Haedar Nashir: Bangun Semangat Persatuan Setelah Pemilu
Ketua Umum PP Muhammadiyah Haedar Nashir menghargai sikap kenegarawanan pasangan calon terkait putusan sengketa pilpres.
Oleh
MOHAMAD FINAL DAENG
·2 menit baca
YOGYAKARTA, KOMPAS — Ketua Umum Pimpinan Pusat MuhammadiyahHaedar Nashir menyerukan kepada seluruh komponen bangsa agar mulai membangun semangat persatuan setelah Pemilu 2024. Dia mengingatkan, bangsa Indonesia tidak boleh larut dalam situasi politik yang berpotensi membuat perpecahan.
“Seluruh komponen bangsa dalam keragaman orientasi politik itu harus mulai membangun semangat bersatu dalam keragaman. Jangan sampai kita larut dalam situasi politik yang kemudian (membuat) kita terpecah,” ujar Haedar saat ditemui wartawan di Yogyakarta, Selasa (23/4/2024).
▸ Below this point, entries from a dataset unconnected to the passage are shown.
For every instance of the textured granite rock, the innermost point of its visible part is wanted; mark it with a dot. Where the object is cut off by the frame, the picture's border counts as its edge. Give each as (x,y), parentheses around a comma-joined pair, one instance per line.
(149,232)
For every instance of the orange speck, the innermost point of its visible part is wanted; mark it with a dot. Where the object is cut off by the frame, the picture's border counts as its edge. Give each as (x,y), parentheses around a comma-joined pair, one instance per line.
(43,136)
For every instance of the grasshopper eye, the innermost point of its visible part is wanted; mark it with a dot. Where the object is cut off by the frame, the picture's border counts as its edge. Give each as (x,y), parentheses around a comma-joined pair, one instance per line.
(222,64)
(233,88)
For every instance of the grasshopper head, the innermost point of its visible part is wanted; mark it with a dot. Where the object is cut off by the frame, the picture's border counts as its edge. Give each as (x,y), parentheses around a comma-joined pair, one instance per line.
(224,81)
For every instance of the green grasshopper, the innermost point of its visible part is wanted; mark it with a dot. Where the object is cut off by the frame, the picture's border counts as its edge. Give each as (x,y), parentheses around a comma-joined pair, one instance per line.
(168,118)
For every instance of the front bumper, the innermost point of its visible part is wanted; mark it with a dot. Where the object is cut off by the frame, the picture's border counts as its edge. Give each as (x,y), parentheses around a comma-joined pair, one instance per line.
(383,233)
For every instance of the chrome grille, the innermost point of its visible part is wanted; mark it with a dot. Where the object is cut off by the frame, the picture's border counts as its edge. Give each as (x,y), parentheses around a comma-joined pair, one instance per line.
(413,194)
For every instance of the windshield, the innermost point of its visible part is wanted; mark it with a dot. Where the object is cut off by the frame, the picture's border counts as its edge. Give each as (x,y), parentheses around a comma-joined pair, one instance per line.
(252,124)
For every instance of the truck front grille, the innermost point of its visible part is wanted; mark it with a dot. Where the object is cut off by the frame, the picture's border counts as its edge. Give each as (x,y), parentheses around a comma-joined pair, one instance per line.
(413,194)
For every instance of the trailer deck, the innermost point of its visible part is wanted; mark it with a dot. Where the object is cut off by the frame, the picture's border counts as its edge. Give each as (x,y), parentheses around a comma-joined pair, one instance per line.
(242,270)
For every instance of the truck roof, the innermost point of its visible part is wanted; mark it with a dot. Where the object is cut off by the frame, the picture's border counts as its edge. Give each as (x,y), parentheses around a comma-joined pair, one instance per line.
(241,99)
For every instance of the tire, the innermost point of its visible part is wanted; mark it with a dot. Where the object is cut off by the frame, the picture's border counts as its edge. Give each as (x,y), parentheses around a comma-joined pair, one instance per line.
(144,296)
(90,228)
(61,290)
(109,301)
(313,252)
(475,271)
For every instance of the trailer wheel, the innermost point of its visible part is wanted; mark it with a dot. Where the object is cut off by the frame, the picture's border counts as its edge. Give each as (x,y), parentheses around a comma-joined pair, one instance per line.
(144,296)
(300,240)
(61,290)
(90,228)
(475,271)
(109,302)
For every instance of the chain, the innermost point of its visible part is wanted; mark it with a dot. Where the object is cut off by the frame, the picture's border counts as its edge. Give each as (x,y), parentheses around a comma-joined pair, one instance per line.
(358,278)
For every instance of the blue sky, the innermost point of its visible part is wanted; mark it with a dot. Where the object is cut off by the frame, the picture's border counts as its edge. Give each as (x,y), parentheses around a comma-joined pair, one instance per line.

Baca Berita Seputar Pemilu 2024
Pahami informasi seputar pemilu 2024 dari berbagai sajian berita seperti video, opini, Survei Litbang Kompas, dan konten lainnya.
Haedar mengatakan, Muhammadiyah sebagai komponen bangsa menghargai sikap kenegarawanan pasangan Anies Baswedan-Muhaimin Iskandar dan Ganjar Pranowo-Mahfud MD setelah adanya putusan Mahkamah Konstitusi (MK) pada Senin (22/4/2024). Sikap kenegarawanan keempat tokoh yang menerima keputusan MK terkait sengketa pemilihan presiden (pilpres) itu dinilai memberi harapan bagi masa depan bangsa.
Di sisi lain, catatan-catatan kritis yang diberikan keempat tokoh itu setelah putusan MK juga menunjukkan sikap kenegarawanan. Haedar menyebut, membangun demokrasi, pemilu, dan sistem hukum memerlukan komitmen yang tinggi dari seluruh pihak sebagai usaha membawa Indonesia menuju arah yang lebih baik.
“Penting bagi semua penyelenggara negara di eksekutif, legislatif, dan yudikatif serta semua institusi agar terbuka pada proses perubahan, kritik, sekaligus juga perbaikan,” ucap Haedar.
Menurut dia, sebuah bangsa yang sedang menuju kemajuan meniscayakan adanya proses koreksi atas kelemahan dan kekurangan. “Tidak boleh lagi ada pikiran-pikiran yang status quo yang kemudian (membuat) bangsa ini mengalami stagnasi,” katanya.
Kepada pasangan yang memperoleh mandat rakyat, yakni Prabowo Subianto-Gibran Rakabuming Raka, Haedar berpesan agar menyerap aspirasi dari pasangan Anies-Muhaimin Iskandar dan Ganjar-Mahfud. Hal itu dinilai sebagai pertanggungjawaban politik dan konstitusi yang besar dan berat karena Indonesia ke depan harus mampu mengatasi problem dalam berbagai aspek.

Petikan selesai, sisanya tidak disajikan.